Thursday, June 14, 2007

Neuropathic Pain

Neuropathic pain is both interesting and horrible. It's different than ordinary pain in that it involves nerve damage. It doesn't respond well to usual pain medications like NSAIDs or opiates. Weird stuff like antidepressants are used to treat it. Trigeminal neuralgia, which causes high intensity high frequency shock-like pulses in the face, is considered one of the most painful conditions and labeled the suicide disease (Wikipedia) because people simply cannot stand the pain, and medications are inadequate.

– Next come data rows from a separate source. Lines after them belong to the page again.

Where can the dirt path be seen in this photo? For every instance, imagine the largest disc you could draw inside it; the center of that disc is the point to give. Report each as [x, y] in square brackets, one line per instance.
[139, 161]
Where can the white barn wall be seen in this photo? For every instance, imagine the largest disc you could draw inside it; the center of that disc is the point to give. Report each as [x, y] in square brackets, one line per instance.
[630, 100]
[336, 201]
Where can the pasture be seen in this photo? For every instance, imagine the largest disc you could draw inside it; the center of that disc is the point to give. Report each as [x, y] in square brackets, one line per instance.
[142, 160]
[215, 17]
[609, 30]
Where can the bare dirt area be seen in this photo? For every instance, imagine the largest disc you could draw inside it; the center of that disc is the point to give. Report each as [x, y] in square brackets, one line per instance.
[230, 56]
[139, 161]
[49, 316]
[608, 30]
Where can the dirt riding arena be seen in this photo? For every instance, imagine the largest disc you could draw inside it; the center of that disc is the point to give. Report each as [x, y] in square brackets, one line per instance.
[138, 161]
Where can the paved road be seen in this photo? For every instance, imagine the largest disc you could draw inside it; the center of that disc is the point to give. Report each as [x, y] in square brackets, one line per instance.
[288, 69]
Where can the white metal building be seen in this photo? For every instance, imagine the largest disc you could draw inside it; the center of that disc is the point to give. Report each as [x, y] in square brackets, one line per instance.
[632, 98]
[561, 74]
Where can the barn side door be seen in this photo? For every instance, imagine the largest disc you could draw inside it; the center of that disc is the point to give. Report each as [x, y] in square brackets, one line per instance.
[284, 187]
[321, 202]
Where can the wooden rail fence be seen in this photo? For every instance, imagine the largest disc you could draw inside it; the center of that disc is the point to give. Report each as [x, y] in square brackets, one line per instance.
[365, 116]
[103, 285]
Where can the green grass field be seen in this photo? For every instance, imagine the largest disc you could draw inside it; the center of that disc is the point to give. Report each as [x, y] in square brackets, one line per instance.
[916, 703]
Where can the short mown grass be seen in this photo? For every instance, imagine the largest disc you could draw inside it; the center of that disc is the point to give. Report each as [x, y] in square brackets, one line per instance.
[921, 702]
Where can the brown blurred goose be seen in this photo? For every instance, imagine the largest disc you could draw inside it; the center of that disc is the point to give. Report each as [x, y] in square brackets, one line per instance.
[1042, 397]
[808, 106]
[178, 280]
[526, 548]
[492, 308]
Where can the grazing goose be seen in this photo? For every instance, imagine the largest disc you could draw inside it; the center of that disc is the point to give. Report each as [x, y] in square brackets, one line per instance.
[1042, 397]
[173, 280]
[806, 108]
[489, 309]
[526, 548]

There have been a lot of fascinating therapies developed for pain. We talked about ideas as diverse as acupuncture, hypnosis, placebo, deep brain electrical stimulation. Now what's interesting is that opioids (like morphine) are blocked by the pharmacologic antagonist naloxone (narcan). But, the pain relief effects of placebo and acupuncture are also blocked by naloxone, even though there are no exogenous opiates administered. The hypothesis is that these placebo-type interventions cause release of endogenous opioids, which is what relieves pain. I never really realized that placebo drugs have a physiologic effect; it really demonstrates how mind influences body. Oddly enough, hypnosis is not blocked by naloxone, and the hypothesis of how that works has to do with decreasing the emotional content in pain. If you're thinking about how much something is going to hurt, it's going to hurt. But the same stimulus might hurt less if the patient is hypnotized.